Die Beklagten, die unstreitig ab 1963 zunächst aufgrund eines mündlichen, ab 5.10.1967 eines schriftlichen Mietvertrages im Hause des Klägers und jetzigen Eigentümers eine Wohnung innehatten, sind zu einem späteren Zeitpunkt vom 2. in das 1. Obergeschoß umgezogen. Der Kläger hat durch seinen Bevollmächtigten P. S. das Mietverhältnis mit Schreiben vom 17.2.1975 zum 30.6.1975 kündigen lassen (Bl 19). Die Beklagten rügten durch Schreiben vom 24.2.1975, daß der Kündigung eine Kündigungsvollmacht nicht beigelegen habe (Bl 20). Durch Schreiben des Hauseigentümer-Vereins, Grundeigentümer-Vereins und Wohnungseigentümer-Vereins vom 7.4.1975 wiederholte der Kläger unter Bezugnahme auf die den Beklagten mittlerweile bekannten Vollmachtsurkunden die Kündigung zum nächstzulässigen gesetzlichen Termin (Bl 67).

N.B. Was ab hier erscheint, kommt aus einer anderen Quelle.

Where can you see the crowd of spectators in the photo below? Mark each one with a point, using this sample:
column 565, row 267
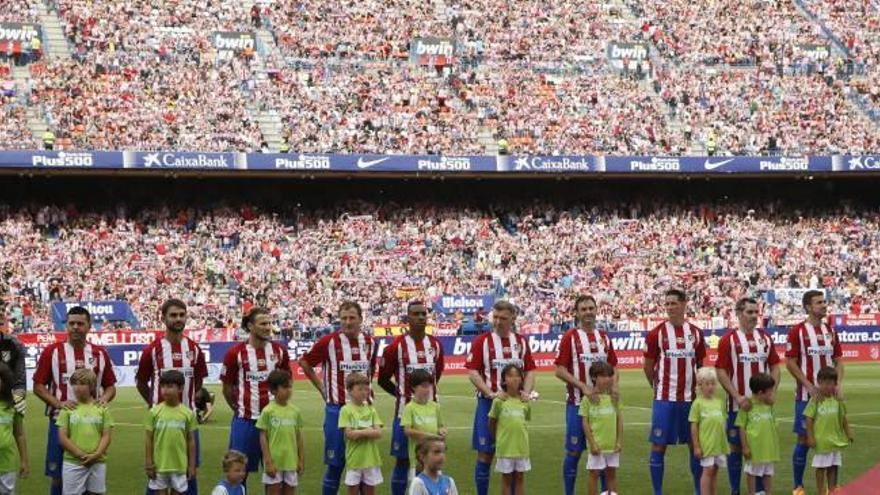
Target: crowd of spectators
column 303, row 263
column 749, row 112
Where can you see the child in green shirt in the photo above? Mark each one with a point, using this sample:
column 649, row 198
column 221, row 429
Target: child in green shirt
column 421, row 419
column 170, row 459
column 84, row 433
column 362, row 427
column 708, row 418
column 13, row 446
column 280, row 424
column 758, row 433
column 507, row 423
column 603, row 428
column 827, row 430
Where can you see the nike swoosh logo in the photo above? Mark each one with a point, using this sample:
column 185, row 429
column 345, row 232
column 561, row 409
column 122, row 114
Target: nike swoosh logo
column 369, row 163
column 712, row 166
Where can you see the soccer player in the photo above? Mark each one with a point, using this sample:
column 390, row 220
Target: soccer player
column 742, row 354
column 812, row 345
column 489, row 354
column 55, row 366
column 675, row 349
column 173, row 351
column 340, row 353
column 579, row 348
column 407, row 353
column 245, row 375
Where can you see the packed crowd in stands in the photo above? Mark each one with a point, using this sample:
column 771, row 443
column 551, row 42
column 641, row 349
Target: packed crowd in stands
column 756, row 112
column 303, row 262
column 147, row 76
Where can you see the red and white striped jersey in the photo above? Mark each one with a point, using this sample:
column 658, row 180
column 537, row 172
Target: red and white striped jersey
column 405, row 355
column 60, row 360
column 743, row 355
column 340, row 355
column 814, row 349
column 247, row 368
column 490, row 353
column 677, row 353
column 186, row 357
column 578, row 350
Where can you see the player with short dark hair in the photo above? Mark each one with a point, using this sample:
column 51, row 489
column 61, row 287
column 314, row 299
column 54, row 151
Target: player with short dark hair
column 674, row 351
column 579, row 348
column 812, row 345
column 51, row 381
column 408, row 353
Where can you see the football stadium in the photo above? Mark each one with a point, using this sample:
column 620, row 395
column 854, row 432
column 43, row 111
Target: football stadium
column 439, row 248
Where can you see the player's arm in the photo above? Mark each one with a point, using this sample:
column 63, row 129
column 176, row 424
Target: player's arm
column 478, row 382
column 309, row 360
column 144, row 374
column 21, row 443
column 791, row 364
column 652, row 352
column 386, row 370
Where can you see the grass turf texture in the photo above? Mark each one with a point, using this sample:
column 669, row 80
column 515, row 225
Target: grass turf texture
column 125, row 460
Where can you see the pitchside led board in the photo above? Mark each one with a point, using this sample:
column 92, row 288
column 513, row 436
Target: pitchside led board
column 440, row 164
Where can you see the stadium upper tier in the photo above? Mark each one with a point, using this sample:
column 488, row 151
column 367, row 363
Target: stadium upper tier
column 735, row 77
column 303, row 260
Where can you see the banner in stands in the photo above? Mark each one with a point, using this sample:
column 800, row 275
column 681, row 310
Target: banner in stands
column 229, row 43
column 371, row 163
column 859, row 344
column 18, row 32
column 180, row 160
column 716, row 165
column 465, row 303
column 556, row 164
column 100, row 311
column 61, row 159
column 432, row 51
column 626, row 53
column 865, row 163
column 815, row 51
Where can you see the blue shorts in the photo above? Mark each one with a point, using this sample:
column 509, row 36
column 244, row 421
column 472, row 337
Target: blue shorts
column 399, row 442
column 334, row 438
column 574, row 429
column 800, row 422
column 245, row 438
column 54, row 451
column 669, row 423
column 482, row 440
column 732, row 430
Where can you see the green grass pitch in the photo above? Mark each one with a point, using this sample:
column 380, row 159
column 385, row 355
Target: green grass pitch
column 125, row 461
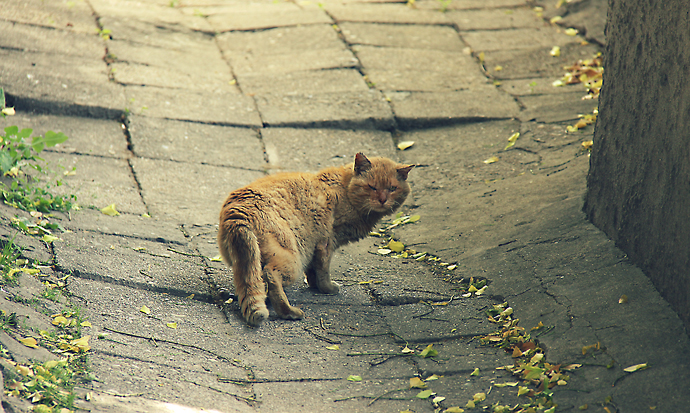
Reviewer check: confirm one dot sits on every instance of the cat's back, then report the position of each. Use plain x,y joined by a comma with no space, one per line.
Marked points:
287,191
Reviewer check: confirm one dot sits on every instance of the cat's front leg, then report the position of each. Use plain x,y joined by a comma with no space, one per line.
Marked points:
274,273
318,273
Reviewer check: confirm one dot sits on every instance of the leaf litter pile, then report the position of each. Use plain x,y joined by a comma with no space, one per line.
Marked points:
536,376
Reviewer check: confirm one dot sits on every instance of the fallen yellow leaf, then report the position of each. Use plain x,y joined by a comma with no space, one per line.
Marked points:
417,383
405,145
110,210
82,343
635,368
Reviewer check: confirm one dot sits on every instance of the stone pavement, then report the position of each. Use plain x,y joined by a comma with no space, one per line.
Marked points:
169,105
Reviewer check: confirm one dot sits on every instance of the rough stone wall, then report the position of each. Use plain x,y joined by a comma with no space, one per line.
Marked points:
639,179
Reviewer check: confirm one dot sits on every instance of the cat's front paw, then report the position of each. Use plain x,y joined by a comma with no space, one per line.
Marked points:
329,288
293,313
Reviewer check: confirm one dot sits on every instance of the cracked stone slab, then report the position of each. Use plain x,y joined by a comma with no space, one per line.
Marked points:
87,136
469,4
26,37
97,181
188,193
536,86
496,19
414,109
258,16
181,141
156,14
362,110
311,150
390,35
461,357
135,263
201,67
125,225
403,69
292,62
322,396
199,106
303,82
76,16
515,39
155,34
281,40
423,323
60,83
384,13
442,167
562,107
521,63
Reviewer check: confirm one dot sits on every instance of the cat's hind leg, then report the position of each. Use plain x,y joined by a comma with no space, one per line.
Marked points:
240,249
318,272
282,267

Da die Beklagten nicht bereit waren, zum 30.6.1975 auszuziehen, erhob der Kläger am 16.6.1975 Räumungsklage, die die Parteien nach erfolgter Räumung im Termin vom 17.9.1975 unter Stellung wechselseitiger Kostenanträge übereinstimmend für erledigt erklärten (Bl 49).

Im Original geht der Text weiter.